Depuis le 8 octobre 2023, le Liban est déchiré par la guerre qui oppose le Hezbollah à Israël.
Plus de 3 750 morts et près de 15 600 blessés côté libanais, sans compter les disparus et le 1,2 million de déplacés.
Guerre qui s’est intensifiée depuis le 17 septembre dernier et a déjà fait plus de 3 750 morts et près de 15 600 blessés côté libanais, sans compter les disparus et le 1,2 million de déplacés.
Fidèle à lui-même, le pays traverse cette tragédie de façon paradoxale. Tandis que des régions sont dévastées, tel le Sud, d’autres vivent loin du fracas des armes, sans paraître s’en préoccuper. L’insouciance n’est qu’apparente. Qu’un avion israélien franchisse le mur du son à en faire trembler les bâtisses, et tout le monde se fige, tétanisé. Les traumatismes liés à la guerre de 1975, ou à l’explosion du port en 2020, refont immédiatement surface. Aux regards scrutateurs, à l’angoisse palpable qui se répand soudain, il est possible de mesurer à quel point la population est ébranlée. À bout ! Lasse de ces crises à répétition. Fatiguée de ne pouvoir envisager un avenir serein pour ses enfants.
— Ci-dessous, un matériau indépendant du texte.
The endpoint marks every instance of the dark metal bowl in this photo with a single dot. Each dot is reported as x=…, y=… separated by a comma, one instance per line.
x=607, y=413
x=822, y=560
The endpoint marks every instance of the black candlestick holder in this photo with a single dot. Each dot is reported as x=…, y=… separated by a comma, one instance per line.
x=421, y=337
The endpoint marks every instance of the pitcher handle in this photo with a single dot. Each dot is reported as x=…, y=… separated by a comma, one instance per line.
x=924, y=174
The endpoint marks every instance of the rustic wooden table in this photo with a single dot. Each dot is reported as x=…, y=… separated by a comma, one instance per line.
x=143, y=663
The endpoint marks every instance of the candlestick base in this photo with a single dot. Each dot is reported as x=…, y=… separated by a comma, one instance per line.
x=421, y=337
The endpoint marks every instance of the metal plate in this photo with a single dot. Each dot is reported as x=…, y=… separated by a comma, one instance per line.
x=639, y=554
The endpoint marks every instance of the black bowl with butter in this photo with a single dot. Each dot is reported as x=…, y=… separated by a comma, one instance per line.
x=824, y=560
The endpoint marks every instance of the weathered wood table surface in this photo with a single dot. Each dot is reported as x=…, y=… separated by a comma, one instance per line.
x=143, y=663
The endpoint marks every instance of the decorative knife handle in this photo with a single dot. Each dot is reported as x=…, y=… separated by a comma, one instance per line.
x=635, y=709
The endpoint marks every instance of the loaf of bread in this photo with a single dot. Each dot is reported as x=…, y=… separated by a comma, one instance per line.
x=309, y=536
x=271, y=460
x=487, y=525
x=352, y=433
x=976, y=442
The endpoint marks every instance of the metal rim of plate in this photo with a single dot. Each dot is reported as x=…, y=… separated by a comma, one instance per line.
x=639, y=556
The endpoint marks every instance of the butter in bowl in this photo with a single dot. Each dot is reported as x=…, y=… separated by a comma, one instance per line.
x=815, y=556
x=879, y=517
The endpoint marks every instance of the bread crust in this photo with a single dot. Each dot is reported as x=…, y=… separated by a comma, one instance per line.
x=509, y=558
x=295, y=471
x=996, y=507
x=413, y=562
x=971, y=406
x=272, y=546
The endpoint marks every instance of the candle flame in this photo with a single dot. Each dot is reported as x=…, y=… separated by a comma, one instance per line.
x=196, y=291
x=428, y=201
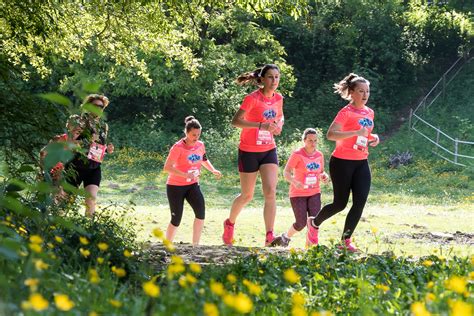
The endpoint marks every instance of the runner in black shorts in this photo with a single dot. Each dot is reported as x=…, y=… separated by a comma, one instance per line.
x=261, y=118
x=184, y=168
x=251, y=162
x=86, y=167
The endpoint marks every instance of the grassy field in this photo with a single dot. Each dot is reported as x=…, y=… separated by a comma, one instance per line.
x=399, y=222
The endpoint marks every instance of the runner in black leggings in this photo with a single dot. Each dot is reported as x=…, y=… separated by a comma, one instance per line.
x=348, y=166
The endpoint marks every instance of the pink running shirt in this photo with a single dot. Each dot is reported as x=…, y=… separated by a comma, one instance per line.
x=307, y=170
x=352, y=119
x=187, y=159
x=259, y=108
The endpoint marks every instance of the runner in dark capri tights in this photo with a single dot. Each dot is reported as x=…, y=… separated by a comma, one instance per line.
x=348, y=166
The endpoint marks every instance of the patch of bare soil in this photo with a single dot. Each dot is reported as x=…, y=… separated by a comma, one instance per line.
x=204, y=254
x=438, y=238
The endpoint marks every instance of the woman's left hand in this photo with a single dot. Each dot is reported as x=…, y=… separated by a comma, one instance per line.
x=217, y=173
x=374, y=142
x=110, y=148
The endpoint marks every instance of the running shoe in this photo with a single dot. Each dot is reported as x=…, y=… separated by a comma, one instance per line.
x=349, y=246
x=269, y=238
x=312, y=233
x=281, y=241
x=228, y=235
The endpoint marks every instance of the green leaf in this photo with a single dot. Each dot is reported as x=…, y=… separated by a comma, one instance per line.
x=92, y=87
x=89, y=107
x=56, y=98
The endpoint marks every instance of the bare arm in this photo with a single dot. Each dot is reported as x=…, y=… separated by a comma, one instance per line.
x=208, y=165
x=334, y=133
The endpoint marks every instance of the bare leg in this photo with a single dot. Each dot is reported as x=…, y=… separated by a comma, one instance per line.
x=92, y=191
x=197, y=230
x=247, y=184
x=171, y=231
x=269, y=174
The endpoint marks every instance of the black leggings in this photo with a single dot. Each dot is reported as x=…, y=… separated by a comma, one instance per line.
x=176, y=195
x=304, y=206
x=347, y=176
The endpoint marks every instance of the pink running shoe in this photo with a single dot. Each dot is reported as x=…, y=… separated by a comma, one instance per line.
x=349, y=246
x=312, y=233
x=228, y=235
x=269, y=238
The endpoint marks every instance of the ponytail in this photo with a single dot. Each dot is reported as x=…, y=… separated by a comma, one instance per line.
x=346, y=85
x=255, y=77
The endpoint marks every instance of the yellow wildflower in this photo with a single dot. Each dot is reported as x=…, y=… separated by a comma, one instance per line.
x=253, y=288
x=190, y=278
x=32, y=284
x=84, y=240
x=430, y=297
x=210, y=309
x=102, y=246
x=456, y=284
x=419, y=309
x=151, y=289
x=94, y=276
x=298, y=299
x=243, y=304
x=169, y=245
x=63, y=302
x=158, y=233
x=217, y=288
x=291, y=276
x=460, y=308
x=382, y=287
x=298, y=311
x=37, y=302
x=35, y=247
x=428, y=263
x=115, y=303
x=36, y=239
x=40, y=265
x=195, y=267
x=231, y=278
x=85, y=252
x=119, y=272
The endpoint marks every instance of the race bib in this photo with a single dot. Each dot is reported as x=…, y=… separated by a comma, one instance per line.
x=96, y=152
x=361, y=143
x=310, y=181
x=195, y=172
x=264, y=137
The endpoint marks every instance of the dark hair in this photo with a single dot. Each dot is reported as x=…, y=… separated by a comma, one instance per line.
x=309, y=131
x=92, y=97
x=190, y=122
x=255, y=77
x=346, y=85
À l’instar des sociétés occidentales, elle est également fracturée. Il y a ceux qui se réjouissent, secrètement, de l’intervention israélienne qu’ils jugent salutaire, quoique destructrice, car elle devrait, selon eux, les débarrasser du Hezbollah qu’ils considèrent responsable des maux du pays. Et il y a ceux qui sont abattus, affectés par la disparition de Hassan Nasrallah qu’ils jugeaient être un rempart précieux contre les visées hégémoniques du voisin sioniste et les plans de remodelage du Moyen-Orient.
Les contradictions s’expriment jusque dans l’attitude vis-à-vis des déplacés. Par endroit, des cheikhs commentent avoir été surpris et édifiés par l’accueil généreux que les chrétiens ont réservé à la communauté chiite qu’ils auraient pu estimer « coupable » du conflit qui secoue le Liban, du fait de son soutien (plus ou moins appuyé) au Hezbollah. Ailleurs, ces mêmes chrétiens ont vu dans l’afflux de déplacés une manne financière et n’ont pas hésité à louer à des malheureux – chrétiens ou musulmans – qui avaient tout perdu, des logements à des prix indécents, appliquant, sans état d’âme, la loi de l’offre et de la demande.
Quant aux sentiments des Libanais, ils sont mitigés. D’un côté, ils ont de la compassion pour ces compatriotes durement éprouvés. De l’autre, ils craignent de les voir introduire une menace dans des zones jusqu’ici épargnées, si jamais ils cachaient parmi eux des combattants ou des armes. Et ils s’inquiètent à l’idée qu’ils pourraient ne pas repartir chez eux, modifiant ainsi définitivement le visage et les habitudes des régions qui leur ont ouvert leurs portes.
Malgré tout, les Libanais continuent de vivre, les yeux rivés sur leurs smartphones pour lire les alertes, se tenir au courant des lieux qui vont être bombardés, s’assurer qu’aucun proche ne s’y trouve. Déjà accoutumés au bourdonnement incessant des drones israéliens de surveillance qui leur vrille le cerveau en permanence, ils sont presque soucieux quand un certain silence règne enfin.